I was chosen to be a speaker at CE Week's 2014 CE Week NYC conference. At this moment I am on the Your Next TV Conference panel titled "The New TV Experience at Retail".

I'm hoping to be selected for a second panel discussion so stand by for the final schedule.

Enjoy!

-Robert

PS: Here's some more information on CEA's convention:

June 24, 2014
8:30am-12pm
Metropolitan Pavilion/Altman Building | 125 W 18th St. NY, NY

From the Lens to the Living Room: How UHD/4K and Other TV Innovations Are Changing the Home Viewing Experience

This official CE Week Conference (formerly the UltraHD Conference) takes a wide view of the upcoming changes in the television landscape, bringing together experts and analysts from across the CE and home entertainment industries to examine the status of various advanced technologies rolling out to consumers. 

Conference Chairs:

Geoff Tully Scott Wilkinson

Geoff Tully, Technology Consultant, Geoffrey Tully, Inc., member of SMPTE, HPA and MESA
Scott Wilkinson, Editor, AVS Forum; Host, Home Theater Geeks on TWiT.tv, TWiT/AVS Forum


----------



## dsskid (Aug 19, 2011)

Congratulations Robert. That's quite an invitation.


----------



## Robert Zohn (Aug 13, 2011)

Thanks John. I enjoy presenting and discussions on advanced video technology. 

-Robert


----------



## Robert Zohn (Aug 13, 2011)

CE Week just put up the video of my session with Tom Campbell of Video Audio Center moderated by the well respected technology consultant Geoff Tully. 

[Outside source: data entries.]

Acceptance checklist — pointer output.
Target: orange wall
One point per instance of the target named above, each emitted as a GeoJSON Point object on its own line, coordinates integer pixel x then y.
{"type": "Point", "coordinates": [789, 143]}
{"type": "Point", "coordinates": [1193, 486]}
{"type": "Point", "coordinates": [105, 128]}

I was also interviewed by Scott Wilkinson his video interview with me will be available shortly. We get into several items that were not covered in the public session and more about our upcoming TV Shootout evaluation event. So stay tuned for more coverage of CE Week and our 2014 TV Shootout.

Enjoy!

-Robert


----------



## Robert Zohn (Aug 13, 2011)

I was also privately interviewed by Scott Wilkiinson. 

Here's the link to our interview where I reveal some more information and details on our 2014 TV Shootout event.






-Robert


----------



## davidjschenk (Jan 30, 2011)

Thanks for those links, Robert; it looks like it was a great conference. I'm very much looking forward to the shootout this year (especially since I still regret missing last year).

Yours,

David


----------